Mentors are walking networks. They know people who know people, and they can help nurses secure new jobs or move to higher positions with their current employers.
What are the qualities of a good nurse mentor?
What sort of mentor is best? Just because a mentor gets along with one mentee does not necessarily mean they are suitable to work with any nurse.
When looking for a mentor, the first thing to evaluate is whether both people get along. It should be a relationship based on mutual respect and remain professional at all times.
Additionally, the nurse mentor should have the following qualities:
- The mentor should be a positive, driven individual. The mentor should not be lazy, antisocial, or negative. They ought to be able to encourage the nurse when things are difficult.
- A good mentor is tolerant. They understand that most new nurses are young and still learning, so they take their time to show them the ropes. When mistakes are made, rather than become exasperated, the mentor takes time to set the nurse on the correct path.
- Mentors are empathetic. Empathy is a quality required of all nurses, but just because one is a compassionate nurse does not mean one will make a good mentor. The right mentors can put themselves in the nurse’s shoes, understand their feelings, and guide them with understanding and compassion.
- Good mentors have insight. They can assess a situation quickly and give advice when it is needed. They can also anticipate where certain roads will lead and warn their mentees to avoid them if necessary.
- A good mentor communicates well. They take the time to listen to their mentees, and when they give advice, they make sure they are understood. They do this without being pushy or making their mentee feel inept.
- Mentors are committed to making sure that their mentee succeeds. They go the extra mile to provide them with advice that helps shape their careers and are present during difficult times.
How mentors benefit from the mentor-mentee relationship
Why should anyone be a mentor? Being a mentor does require commitment, but it has important benefits:
It is a great way to boost interpersonal skills
When a person becomes a mentor, they must interact, talk, and spend time with their mentee. This is a good way to become a better communicator and develop empathy and compassion.
Teaching others strengthens one’s knowledge base.
It is said that the best way to learn something is to teach it to someone else. By becoming a mentor, one becomes a better nurse.
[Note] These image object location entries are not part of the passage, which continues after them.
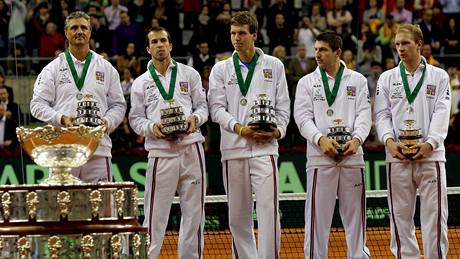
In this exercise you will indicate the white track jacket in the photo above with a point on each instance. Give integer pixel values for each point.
(351, 105)
(224, 103)
(431, 108)
(146, 103)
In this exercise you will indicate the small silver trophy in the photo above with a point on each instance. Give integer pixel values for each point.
(173, 119)
(410, 135)
(340, 133)
(262, 113)
(87, 111)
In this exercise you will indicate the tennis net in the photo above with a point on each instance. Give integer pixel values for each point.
(218, 238)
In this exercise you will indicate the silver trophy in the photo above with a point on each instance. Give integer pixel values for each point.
(409, 136)
(173, 119)
(340, 133)
(87, 111)
(262, 113)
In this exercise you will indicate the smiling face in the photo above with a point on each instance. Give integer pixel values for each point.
(78, 32)
(242, 39)
(159, 46)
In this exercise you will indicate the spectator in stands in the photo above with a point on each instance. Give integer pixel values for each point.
(317, 18)
(386, 35)
(299, 66)
(100, 36)
(373, 16)
(451, 8)
(389, 63)
(368, 52)
(37, 28)
(427, 54)
(12, 110)
(8, 139)
(340, 20)
(112, 14)
(51, 42)
(306, 35)
(4, 20)
(80, 71)
(127, 32)
(128, 75)
(280, 7)
(8, 89)
(222, 30)
(372, 79)
(280, 53)
(129, 60)
(432, 33)
(349, 59)
(401, 14)
(202, 58)
(280, 34)
(452, 38)
(140, 12)
(17, 26)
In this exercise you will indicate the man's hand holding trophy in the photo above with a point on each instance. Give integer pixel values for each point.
(262, 124)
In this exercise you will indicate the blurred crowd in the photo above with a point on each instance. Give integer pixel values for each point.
(200, 32)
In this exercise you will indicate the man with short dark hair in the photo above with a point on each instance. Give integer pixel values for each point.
(249, 154)
(62, 82)
(333, 96)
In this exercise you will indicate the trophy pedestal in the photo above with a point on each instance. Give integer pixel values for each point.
(173, 120)
(341, 134)
(61, 175)
(409, 137)
(262, 114)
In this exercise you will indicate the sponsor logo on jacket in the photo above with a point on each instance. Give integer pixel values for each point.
(183, 87)
(100, 77)
(268, 75)
(430, 91)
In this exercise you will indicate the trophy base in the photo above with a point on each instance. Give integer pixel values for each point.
(61, 176)
(409, 152)
(263, 126)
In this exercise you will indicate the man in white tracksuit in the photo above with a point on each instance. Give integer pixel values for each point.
(415, 90)
(80, 71)
(329, 93)
(249, 155)
(175, 164)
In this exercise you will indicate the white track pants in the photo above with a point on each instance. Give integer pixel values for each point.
(324, 185)
(186, 175)
(242, 178)
(403, 180)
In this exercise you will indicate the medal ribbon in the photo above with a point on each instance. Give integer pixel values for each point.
(172, 82)
(244, 85)
(78, 80)
(330, 96)
(411, 96)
Every time a mentor teaches something to a mentee, the mentor understands it more themselves.
It is a great way to strengthen leadership skills and experience
Many mentors become excellent leaders in their respective fields due to their mentorships. Their mentoring experiences help develop important skills for guiding others.
Mentorship impresses employers
Employers will be impressed when they discover a nurse has mentored others because it helps mentors and mentees become better nurses.
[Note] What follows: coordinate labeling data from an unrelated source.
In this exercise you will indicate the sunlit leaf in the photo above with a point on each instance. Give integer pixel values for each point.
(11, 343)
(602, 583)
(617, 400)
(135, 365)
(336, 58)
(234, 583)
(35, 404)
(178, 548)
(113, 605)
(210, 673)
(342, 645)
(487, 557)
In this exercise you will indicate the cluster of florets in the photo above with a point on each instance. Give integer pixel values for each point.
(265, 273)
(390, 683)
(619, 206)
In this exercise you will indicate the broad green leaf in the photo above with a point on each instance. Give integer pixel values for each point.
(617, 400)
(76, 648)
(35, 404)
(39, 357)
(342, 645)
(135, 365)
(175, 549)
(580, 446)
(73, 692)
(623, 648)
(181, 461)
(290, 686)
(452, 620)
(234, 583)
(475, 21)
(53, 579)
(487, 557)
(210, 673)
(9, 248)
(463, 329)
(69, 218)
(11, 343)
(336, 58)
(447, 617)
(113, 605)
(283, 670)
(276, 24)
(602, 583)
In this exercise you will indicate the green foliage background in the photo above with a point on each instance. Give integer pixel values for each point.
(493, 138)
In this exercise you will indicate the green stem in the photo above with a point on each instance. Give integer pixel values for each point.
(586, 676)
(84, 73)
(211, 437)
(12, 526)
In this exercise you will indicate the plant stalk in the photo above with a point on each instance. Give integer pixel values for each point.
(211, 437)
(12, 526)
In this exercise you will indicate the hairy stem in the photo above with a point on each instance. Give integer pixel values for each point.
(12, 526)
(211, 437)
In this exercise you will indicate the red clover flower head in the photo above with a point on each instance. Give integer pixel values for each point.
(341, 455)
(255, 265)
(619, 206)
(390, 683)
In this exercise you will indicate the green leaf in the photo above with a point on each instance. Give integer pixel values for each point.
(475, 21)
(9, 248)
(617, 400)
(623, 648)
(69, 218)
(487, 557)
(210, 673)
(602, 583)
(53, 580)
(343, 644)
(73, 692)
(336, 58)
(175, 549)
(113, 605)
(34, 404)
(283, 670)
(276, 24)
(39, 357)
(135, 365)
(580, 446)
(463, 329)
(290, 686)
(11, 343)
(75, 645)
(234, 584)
Mentoring builds confidence
Not all highly qualified and experienced nurses possess confidence. Mentoring young nurses is an excellent way to build trust, giving the mentor a chance to interact with others.
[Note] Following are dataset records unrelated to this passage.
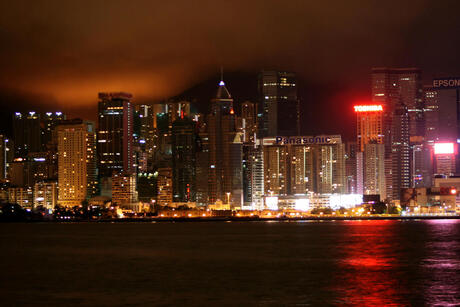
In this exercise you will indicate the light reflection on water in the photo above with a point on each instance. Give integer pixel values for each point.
(353, 263)
(442, 263)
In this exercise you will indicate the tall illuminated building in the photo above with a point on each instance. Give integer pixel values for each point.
(77, 180)
(401, 162)
(396, 89)
(371, 150)
(225, 150)
(304, 164)
(124, 189)
(184, 159)
(278, 104)
(115, 134)
(26, 133)
(49, 121)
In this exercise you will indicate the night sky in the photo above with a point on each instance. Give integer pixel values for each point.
(60, 54)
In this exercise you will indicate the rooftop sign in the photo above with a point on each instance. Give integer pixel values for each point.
(447, 83)
(368, 108)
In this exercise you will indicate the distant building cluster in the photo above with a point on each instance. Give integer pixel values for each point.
(246, 155)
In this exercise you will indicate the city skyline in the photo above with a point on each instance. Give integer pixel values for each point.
(64, 54)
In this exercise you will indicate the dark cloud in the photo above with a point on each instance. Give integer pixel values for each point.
(69, 51)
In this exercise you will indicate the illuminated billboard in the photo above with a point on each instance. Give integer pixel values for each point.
(444, 149)
(369, 108)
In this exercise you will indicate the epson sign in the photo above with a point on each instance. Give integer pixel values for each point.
(447, 83)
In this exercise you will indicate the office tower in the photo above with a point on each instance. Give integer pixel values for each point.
(145, 136)
(253, 175)
(202, 164)
(184, 160)
(374, 169)
(115, 134)
(304, 164)
(49, 121)
(77, 162)
(26, 133)
(432, 115)
(164, 185)
(147, 187)
(400, 151)
(448, 102)
(278, 104)
(371, 156)
(22, 196)
(225, 153)
(396, 88)
(124, 190)
(46, 194)
(351, 167)
(3, 157)
(444, 158)
(249, 121)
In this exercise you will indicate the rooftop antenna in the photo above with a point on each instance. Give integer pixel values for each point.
(221, 83)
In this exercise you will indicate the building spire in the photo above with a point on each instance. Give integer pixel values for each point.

How can you find a good nurse mentor?
One of the easiest ways to find a nurse mentor is to join a mentorship program. These programs recruit both mentors and mentees and pair them together. These programs are successful because they match people based on their temperaments and needs.
University instructors also have information about where to find a good mentor. Many are mentors themselves, and they also know senior nurses who are keen to guide others as they establish their careers.
Nurses who are already working can often find a nurse within the workplace. Some older nurses have plenty of experience and are good communicators. It is worth asking if they would like to be a mentor.
Mentoring is a vital part of career development. Those who are mentored tend to progress further in their professions and receive more satisfaction from their work. They are less likely to quit because of stress, and they know how to navigate the workplace.
At the beginning of a nursing career, it is a good idea to look for a mentor who will be happy to support, guide, and give advice.